Eating a low-carb keto diet could delay the progression of colorectal cancer, suggests a new study from the University of Pennsylvania School of Medicine. The findings show changing your diet may help in treating cancer.
Colorectal cancer ranks as the third leading cause of cancer death, killing over 50,000 Americans each year. In the current study, mice fed with a low-carb, high-fat ketogenic diet slowed down colorectal tumor growth. The reason behind it seemed to come from a small organic molecule in the liver called beta-hydroxybutyrate (BHB).
“Our findings suggest that this natural molecule, BHB, could someday become a standard part of colorectal cancer care and prevention,” says study co-senior author Maayan Levy, PhD, an assistant professor of Microbiology at Penn Medicine in a press release.
The team categorized mice into six groups based on their diets which had different fat-to-carb ratios. They used a standard chemical technique to trigger colorectal tumor growth.
Mice fed with the most ketogenic diets with a 90% fat-to-carb ratio stopped tumor development in most animals compared to those on other diets.
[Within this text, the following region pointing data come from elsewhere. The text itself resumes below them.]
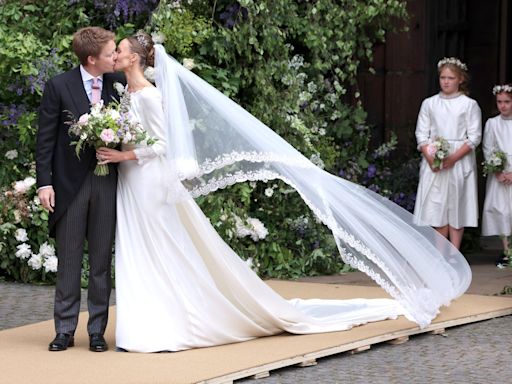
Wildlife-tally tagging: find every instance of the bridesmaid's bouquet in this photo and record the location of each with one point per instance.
(496, 162)
(107, 126)
(439, 149)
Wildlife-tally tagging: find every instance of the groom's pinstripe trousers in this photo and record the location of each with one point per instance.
(90, 216)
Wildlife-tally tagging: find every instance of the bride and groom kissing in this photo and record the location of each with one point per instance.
(178, 284)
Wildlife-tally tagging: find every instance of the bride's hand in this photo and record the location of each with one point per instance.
(109, 155)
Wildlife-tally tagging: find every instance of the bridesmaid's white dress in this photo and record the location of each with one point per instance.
(179, 285)
(497, 212)
(449, 196)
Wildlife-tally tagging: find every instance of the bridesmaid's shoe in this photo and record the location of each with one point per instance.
(97, 343)
(61, 342)
(503, 260)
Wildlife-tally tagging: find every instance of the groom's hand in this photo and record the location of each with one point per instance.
(47, 198)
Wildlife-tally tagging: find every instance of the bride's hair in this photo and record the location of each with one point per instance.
(143, 45)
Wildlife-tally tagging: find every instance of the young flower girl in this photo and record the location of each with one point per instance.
(448, 131)
(497, 147)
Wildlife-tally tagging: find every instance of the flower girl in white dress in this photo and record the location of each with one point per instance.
(447, 192)
(180, 286)
(497, 212)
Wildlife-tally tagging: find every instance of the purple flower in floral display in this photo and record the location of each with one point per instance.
(233, 14)
(126, 9)
(372, 171)
(9, 114)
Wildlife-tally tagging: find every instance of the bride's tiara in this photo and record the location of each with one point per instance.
(502, 88)
(452, 60)
(141, 38)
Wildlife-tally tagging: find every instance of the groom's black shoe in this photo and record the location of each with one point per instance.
(61, 342)
(97, 343)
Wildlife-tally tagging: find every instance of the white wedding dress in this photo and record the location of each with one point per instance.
(179, 285)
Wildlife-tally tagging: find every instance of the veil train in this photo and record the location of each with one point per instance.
(214, 143)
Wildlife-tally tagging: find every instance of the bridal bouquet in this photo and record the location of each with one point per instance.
(496, 163)
(439, 150)
(107, 126)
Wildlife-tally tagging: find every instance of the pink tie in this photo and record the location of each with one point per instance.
(96, 91)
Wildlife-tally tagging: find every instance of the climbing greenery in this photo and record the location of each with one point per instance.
(292, 64)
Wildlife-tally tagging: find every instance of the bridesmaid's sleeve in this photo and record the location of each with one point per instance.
(474, 133)
(151, 104)
(423, 125)
(489, 142)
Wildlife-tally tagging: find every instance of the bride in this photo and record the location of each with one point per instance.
(180, 286)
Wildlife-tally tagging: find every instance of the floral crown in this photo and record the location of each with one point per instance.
(501, 88)
(452, 60)
(142, 39)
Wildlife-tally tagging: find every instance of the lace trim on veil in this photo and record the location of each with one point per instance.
(340, 235)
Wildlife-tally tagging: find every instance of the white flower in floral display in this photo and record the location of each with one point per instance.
(107, 135)
(12, 154)
(127, 138)
(24, 185)
(259, 231)
(114, 114)
(119, 88)
(495, 160)
(83, 119)
(46, 250)
(149, 74)
(50, 264)
(189, 64)
(96, 109)
(251, 264)
(17, 216)
(35, 262)
(21, 235)
(24, 251)
(158, 37)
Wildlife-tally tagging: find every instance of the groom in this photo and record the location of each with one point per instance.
(81, 205)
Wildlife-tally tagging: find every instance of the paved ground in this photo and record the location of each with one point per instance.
(475, 353)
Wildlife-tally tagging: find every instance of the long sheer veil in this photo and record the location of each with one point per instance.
(214, 143)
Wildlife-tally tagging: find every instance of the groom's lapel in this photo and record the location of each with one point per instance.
(77, 91)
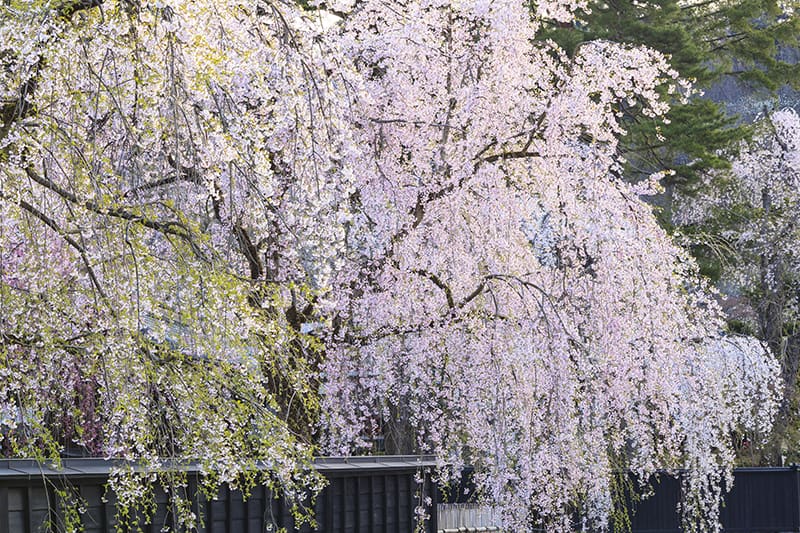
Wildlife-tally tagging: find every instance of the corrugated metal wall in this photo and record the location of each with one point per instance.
(364, 495)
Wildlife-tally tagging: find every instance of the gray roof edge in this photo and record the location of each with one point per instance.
(99, 467)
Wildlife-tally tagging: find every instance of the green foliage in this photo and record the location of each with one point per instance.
(704, 41)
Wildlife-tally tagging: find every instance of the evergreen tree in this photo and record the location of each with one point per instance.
(705, 41)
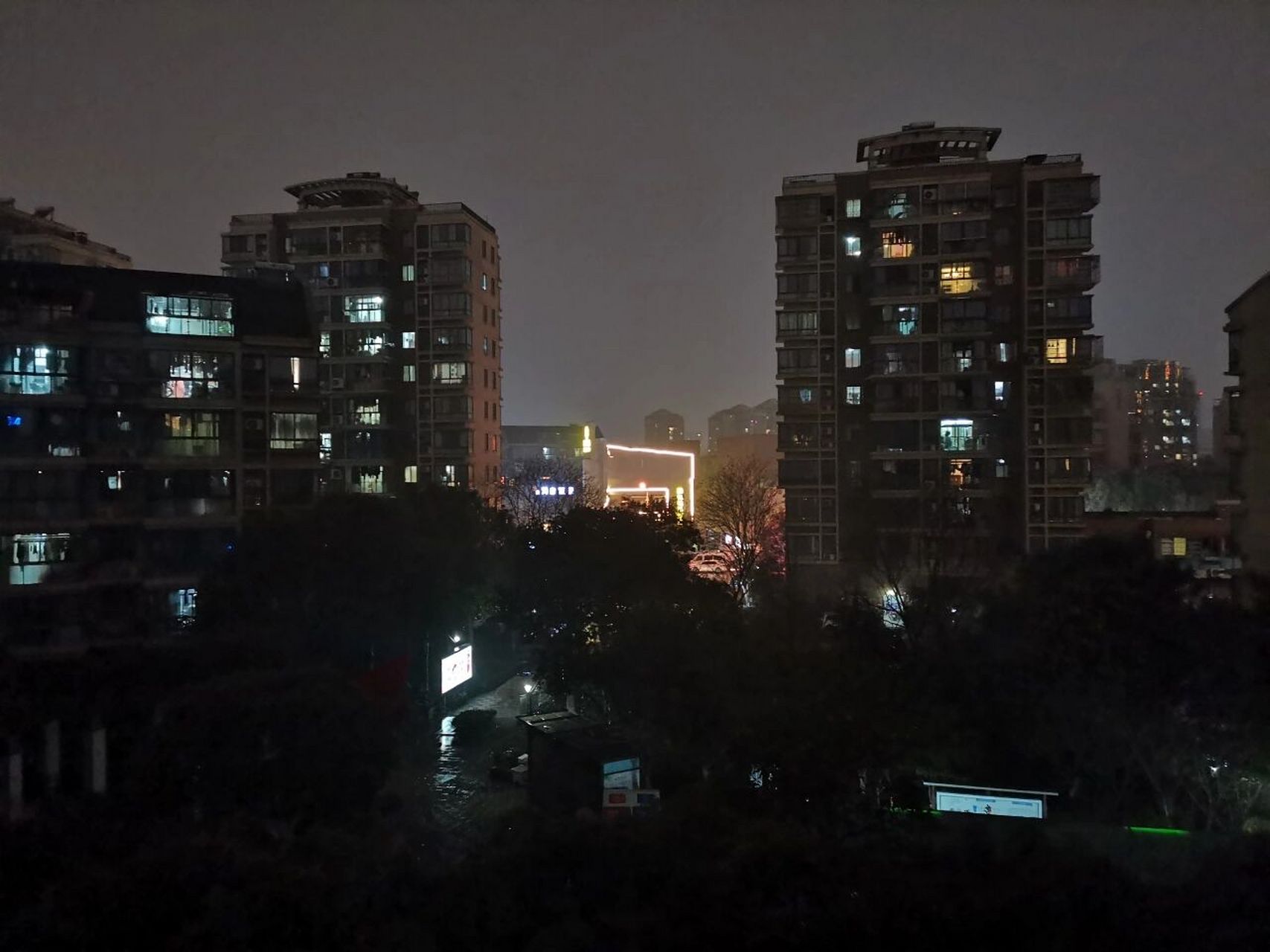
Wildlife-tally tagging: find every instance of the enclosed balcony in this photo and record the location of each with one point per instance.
(1079, 194)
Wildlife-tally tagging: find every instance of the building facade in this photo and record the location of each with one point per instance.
(145, 416)
(934, 352)
(741, 420)
(408, 298)
(1114, 408)
(549, 469)
(37, 237)
(1248, 419)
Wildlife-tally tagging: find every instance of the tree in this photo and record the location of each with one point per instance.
(741, 504)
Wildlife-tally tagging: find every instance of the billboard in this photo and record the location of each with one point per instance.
(988, 805)
(456, 668)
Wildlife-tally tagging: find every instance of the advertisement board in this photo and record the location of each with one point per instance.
(988, 805)
(456, 668)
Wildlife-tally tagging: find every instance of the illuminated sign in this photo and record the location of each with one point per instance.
(456, 668)
(988, 806)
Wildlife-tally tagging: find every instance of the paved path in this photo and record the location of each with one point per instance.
(449, 783)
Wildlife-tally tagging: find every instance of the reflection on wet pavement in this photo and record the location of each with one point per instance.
(447, 779)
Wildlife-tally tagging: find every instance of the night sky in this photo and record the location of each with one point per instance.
(628, 154)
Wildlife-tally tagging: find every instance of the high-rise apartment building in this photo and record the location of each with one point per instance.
(932, 356)
(408, 298)
(662, 428)
(145, 416)
(1114, 406)
(741, 420)
(1164, 428)
(37, 237)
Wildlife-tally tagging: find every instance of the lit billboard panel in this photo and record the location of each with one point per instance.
(988, 806)
(456, 668)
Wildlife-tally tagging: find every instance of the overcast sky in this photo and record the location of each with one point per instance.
(629, 154)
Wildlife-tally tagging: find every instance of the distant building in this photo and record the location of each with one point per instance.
(1200, 542)
(1248, 413)
(932, 356)
(1164, 428)
(653, 480)
(761, 446)
(741, 420)
(145, 416)
(1114, 406)
(37, 237)
(551, 469)
(1221, 432)
(411, 328)
(662, 428)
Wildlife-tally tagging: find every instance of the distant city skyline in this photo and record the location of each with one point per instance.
(629, 154)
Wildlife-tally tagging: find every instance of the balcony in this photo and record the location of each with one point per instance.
(1077, 273)
(1077, 194)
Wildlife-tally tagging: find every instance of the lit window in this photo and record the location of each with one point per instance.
(958, 278)
(1058, 350)
(897, 244)
(368, 479)
(25, 368)
(32, 556)
(450, 372)
(901, 319)
(364, 310)
(183, 603)
(196, 316)
(292, 431)
(190, 375)
(957, 436)
(192, 434)
(366, 411)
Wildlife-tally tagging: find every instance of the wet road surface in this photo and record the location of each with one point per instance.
(445, 779)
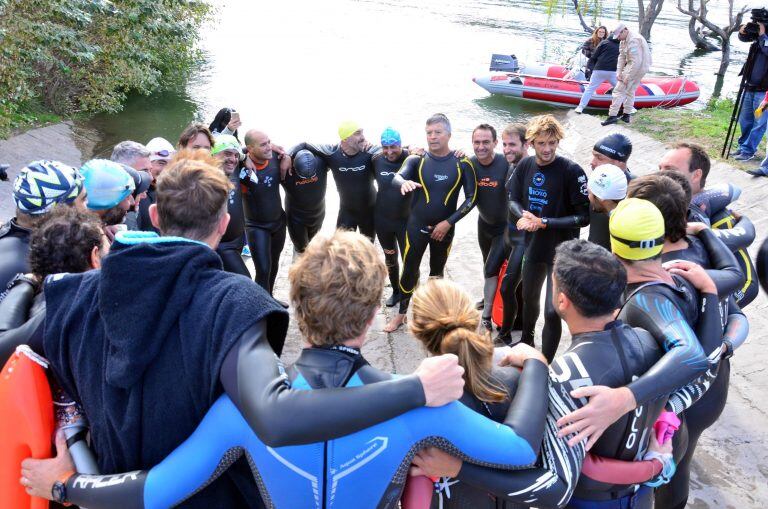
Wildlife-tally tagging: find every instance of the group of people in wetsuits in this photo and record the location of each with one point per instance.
(652, 325)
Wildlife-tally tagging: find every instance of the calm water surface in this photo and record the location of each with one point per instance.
(297, 68)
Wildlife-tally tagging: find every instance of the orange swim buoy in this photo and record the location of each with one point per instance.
(497, 312)
(26, 424)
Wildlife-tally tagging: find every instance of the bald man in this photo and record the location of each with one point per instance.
(263, 208)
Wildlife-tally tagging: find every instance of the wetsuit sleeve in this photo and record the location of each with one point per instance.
(613, 471)
(684, 359)
(740, 236)
(254, 379)
(725, 271)
(709, 330)
(469, 183)
(578, 220)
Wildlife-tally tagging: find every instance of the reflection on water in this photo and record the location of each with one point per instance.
(297, 68)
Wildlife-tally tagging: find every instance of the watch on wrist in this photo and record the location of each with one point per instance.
(59, 489)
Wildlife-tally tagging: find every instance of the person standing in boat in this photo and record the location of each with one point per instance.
(634, 61)
(602, 67)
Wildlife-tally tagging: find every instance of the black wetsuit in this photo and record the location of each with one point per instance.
(320, 368)
(390, 214)
(354, 182)
(491, 222)
(738, 235)
(598, 223)
(557, 192)
(230, 247)
(14, 247)
(264, 220)
(305, 206)
(435, 201)
(709, 252)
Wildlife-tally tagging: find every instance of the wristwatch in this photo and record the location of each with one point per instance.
(59, 489)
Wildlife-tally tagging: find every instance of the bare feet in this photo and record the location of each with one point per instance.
(395, 323)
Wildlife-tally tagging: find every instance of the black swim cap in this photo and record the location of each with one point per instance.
(305, 164)
(616, 146)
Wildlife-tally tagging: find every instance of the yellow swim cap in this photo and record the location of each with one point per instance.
(347, 129)
(637, 230)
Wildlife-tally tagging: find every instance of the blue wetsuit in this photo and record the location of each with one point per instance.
(364, 469)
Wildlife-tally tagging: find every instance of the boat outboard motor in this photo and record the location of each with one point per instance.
(504, 63)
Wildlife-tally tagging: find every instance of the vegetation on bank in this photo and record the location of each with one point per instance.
(68, 57)
(707, 127)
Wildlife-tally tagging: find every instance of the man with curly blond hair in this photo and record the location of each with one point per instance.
(548, 196)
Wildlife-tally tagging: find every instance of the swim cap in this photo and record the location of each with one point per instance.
(347, 129)
(390, 137)
(42, 184)
(226, 142)
(637, 230)
(616, 146)
(305, 164)
(608, 182)
(160, 148)
(106, 182)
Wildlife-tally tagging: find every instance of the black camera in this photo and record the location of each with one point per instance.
(751, 30)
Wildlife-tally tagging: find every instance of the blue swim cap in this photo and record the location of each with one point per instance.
(106, 182)
(390, 137)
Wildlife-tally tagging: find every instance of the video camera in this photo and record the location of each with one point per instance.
(751, 30)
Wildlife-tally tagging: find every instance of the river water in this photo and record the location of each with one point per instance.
(297, 68)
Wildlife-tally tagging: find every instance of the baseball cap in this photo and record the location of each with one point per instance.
(160, 148)
(226, 142)
(41, 184)
(608, 182)
(347, 129)
(615, 146)
(637, 230)
(106, 182)
(390, 137)
(619, 28)
(141, 179)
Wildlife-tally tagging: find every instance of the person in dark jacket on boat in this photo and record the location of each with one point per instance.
(602, 64)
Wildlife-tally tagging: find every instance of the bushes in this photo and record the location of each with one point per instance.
(83, 56)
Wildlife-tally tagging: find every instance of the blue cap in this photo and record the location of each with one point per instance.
(106, 182)
(390, 137)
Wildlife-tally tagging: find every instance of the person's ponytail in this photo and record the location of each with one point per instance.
(445, 321)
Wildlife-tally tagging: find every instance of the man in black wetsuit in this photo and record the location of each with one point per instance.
(613, 149)
(154, 366)
(548, 195)
(492, 171)
(227, 150)
(351, 164)
(588, 289)
(435, 178)
(263, 208)
(735, 230)
(38, 187)
(305, 198)
(392, 208)
(515, 148)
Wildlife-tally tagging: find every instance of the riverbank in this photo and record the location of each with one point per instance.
(707, 127)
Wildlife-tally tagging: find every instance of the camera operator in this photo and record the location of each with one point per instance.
(755, 72)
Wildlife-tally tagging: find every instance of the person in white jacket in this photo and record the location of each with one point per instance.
(634, 62)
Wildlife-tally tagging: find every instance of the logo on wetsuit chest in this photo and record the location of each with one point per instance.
(353, 168)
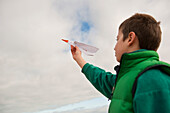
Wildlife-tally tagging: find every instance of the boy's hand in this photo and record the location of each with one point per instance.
(76, 53)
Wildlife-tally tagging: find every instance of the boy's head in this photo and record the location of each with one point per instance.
(140, 31)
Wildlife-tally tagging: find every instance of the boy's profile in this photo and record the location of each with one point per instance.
(142, 82)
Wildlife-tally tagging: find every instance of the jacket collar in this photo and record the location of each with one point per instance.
(129, 60)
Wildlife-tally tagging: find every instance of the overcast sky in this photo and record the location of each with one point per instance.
(37, 72)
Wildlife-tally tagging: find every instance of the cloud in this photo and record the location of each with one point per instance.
(36, 67)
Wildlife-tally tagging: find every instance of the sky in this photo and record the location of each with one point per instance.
(38, 73)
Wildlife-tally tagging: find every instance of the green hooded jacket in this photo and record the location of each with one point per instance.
(153, 86)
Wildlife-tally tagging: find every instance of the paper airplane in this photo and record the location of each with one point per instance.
(87, 49)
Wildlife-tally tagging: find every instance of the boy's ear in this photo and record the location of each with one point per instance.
(131, 38)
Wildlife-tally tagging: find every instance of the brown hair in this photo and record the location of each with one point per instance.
(146, 28)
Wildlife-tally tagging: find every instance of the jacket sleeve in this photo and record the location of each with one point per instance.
(152, 93)
(103, 81)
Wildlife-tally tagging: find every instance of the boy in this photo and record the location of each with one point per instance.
(142, 82)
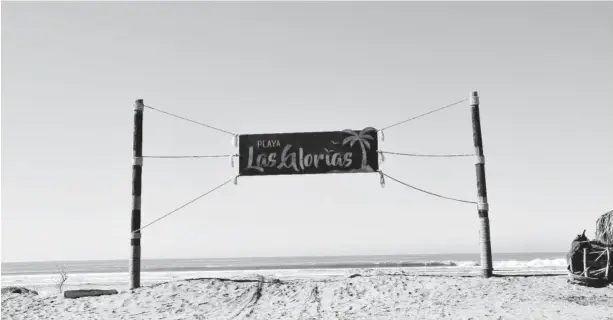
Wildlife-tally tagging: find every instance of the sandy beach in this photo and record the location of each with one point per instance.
(359, 294)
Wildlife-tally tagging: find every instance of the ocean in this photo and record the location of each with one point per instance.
(501, 260)
(113, 274)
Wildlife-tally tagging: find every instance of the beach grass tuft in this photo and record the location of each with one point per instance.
(604, 228)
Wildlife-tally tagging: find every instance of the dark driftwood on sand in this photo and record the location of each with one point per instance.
(72, 294)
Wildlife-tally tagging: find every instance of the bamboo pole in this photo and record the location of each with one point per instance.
(137, 174)
(482, 205)
(585, 261)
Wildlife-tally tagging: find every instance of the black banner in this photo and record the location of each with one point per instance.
(309, 152)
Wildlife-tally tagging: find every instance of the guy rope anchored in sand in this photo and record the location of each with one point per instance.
(343, 151)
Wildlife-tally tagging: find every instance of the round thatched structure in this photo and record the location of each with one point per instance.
(604, 228)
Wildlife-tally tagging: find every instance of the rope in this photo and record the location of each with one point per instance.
(424, 114)
(196, 122)
(183, 206)
(424, 191)
(182, 157)
(428, 155)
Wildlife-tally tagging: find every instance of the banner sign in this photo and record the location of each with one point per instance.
(309, 152)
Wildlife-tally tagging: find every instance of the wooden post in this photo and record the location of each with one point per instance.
(137, 175)
(482, 205)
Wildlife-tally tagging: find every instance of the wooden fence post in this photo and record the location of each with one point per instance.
(137, 174)
(482, 205)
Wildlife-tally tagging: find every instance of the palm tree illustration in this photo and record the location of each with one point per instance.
(362, 137)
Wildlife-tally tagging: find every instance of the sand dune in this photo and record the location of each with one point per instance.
(373, 295)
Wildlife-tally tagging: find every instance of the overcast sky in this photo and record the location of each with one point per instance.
(71, 73)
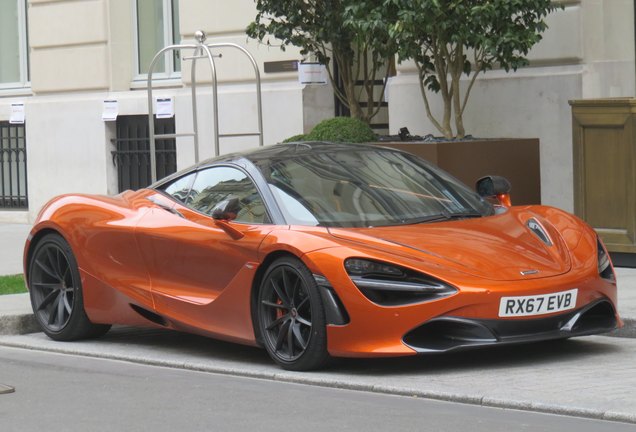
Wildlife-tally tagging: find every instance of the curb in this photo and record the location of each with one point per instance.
(628, 330)
(18, 324)
(338, 383)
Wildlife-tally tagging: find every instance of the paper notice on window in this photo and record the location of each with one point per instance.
(165, 108)
(312, 73)
(110, 110)
(17, 113)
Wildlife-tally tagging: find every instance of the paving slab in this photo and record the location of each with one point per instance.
(592, 377)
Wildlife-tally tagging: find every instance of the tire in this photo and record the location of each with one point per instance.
(291, 317)
(56, 292)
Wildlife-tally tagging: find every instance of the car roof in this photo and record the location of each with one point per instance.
(276, 151)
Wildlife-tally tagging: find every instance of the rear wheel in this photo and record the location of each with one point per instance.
(291, 316)
(56, 292)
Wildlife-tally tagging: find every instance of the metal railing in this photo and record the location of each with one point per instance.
(132, 154)
(13, 167)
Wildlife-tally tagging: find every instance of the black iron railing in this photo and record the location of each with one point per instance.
(132, 156)
(13, 167)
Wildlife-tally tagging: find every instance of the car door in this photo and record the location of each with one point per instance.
(195, 261)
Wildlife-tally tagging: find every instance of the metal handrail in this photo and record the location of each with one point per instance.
(201, 51)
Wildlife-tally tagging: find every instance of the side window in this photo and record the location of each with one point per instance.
(218, 184)
(14, 44)
(180, 188)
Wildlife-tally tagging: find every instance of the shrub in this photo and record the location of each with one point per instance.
(296, 138)
(342, 129)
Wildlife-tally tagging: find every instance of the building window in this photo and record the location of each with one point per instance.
(157, 27)
(132, 154)
(13, 180)
(14, 63)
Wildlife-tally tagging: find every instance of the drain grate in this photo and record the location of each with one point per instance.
(6, 389)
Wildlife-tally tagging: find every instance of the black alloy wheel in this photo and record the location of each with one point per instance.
(291, 318)
(56, 292)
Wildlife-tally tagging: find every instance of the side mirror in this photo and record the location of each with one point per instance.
(223, 213)
(495, 187)
(226, 209)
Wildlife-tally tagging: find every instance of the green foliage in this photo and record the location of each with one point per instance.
(12, 284)
(319, 28)
(449, 38)
(342, 129)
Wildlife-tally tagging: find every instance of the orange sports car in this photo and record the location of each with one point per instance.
(314, 250)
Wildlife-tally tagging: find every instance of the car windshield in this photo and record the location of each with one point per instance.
(365, 187)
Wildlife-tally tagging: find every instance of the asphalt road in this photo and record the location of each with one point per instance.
(61, 392)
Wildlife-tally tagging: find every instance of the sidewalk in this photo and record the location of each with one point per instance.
(16, 315)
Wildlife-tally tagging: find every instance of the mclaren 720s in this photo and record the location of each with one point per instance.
(318, 250)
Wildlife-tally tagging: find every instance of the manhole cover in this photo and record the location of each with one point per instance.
(6, 389)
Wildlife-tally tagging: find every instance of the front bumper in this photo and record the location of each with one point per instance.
(450, 333)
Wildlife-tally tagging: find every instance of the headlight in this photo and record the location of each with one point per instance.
(605, 269)
(389, 285)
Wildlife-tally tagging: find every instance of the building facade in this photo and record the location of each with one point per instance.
(70, 56)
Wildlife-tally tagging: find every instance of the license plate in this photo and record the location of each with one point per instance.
(537, 305)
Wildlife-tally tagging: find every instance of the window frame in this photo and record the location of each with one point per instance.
(168, 39)
(23, 47)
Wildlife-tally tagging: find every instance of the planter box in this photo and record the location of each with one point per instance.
(604, 146)
(515, 159)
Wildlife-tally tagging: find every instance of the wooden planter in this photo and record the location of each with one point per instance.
(604, 145)
(515, 159)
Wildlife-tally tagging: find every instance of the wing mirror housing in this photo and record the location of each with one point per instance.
(223, 213)
(495, 187)
(226, 209)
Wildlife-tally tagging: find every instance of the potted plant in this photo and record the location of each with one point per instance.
(450, 38)
(321, 29)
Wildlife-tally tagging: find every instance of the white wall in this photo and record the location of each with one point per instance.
(67, 148)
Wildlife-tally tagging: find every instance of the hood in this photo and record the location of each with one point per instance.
(515, 245)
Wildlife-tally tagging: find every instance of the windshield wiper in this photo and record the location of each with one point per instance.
(444, 216)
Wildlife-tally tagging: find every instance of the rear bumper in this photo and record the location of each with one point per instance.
(448, 333)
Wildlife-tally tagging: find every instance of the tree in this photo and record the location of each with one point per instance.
(449, 38)
(318, 27)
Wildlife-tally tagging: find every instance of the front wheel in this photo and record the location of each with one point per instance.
(291, 317)
(56, 292)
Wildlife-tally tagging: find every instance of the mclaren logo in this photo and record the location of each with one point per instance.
(528, 272)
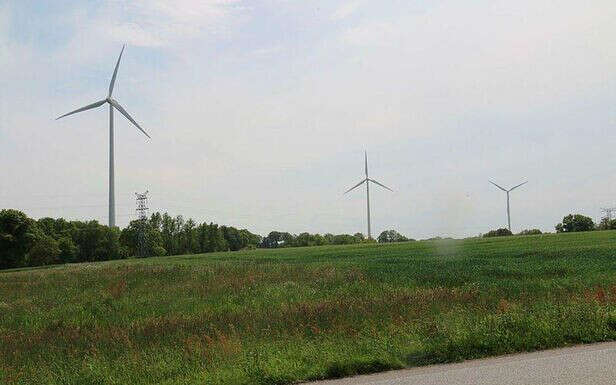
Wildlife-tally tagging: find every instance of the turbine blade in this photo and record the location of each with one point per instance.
(357, 185)
(115, 72)
(514, 187)
(88, 107)
(123, 112)
(380, 184)
(497, 186)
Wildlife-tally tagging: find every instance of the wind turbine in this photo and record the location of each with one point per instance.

Animals on a low-fat, high-carb diet were more likely to develop tumors. Additionally, mice who already had tumors and then started the ketogenic diet slowed down tumor growth.
Further experiments pinpointed the reason behind suppression to slower production of new epithelial cells lining the colon. The release of BHB triggered the lack of stem cell differentiation into epithelial cells. The body makes BHB when it reaches starvation mode as it temporarily provides energy for organs. BHB can also be released by a low-carb diet such as the low-carb keto diet eaten by one group of mice. BHB not only acted as an alternative fuel source but also slowed down the growth signal for gut-lining cells. When researchers directly inserted BHB into mice, they found tumors continued to slow down.
BHB delays gut-cell growth by acting a surface receptor known as Hcar2. Receptor activation then triggers the expression of a growth-slowing gene called HopX. Other experiments showed that colorectal tumor cells that don’t express the Hopx gene are less likely to be affected by BHB treatment.
Currently, the team is gearing up to launch a BHB dietary supplement study in people with colorectal cancer.
The study is published in the journal Nature.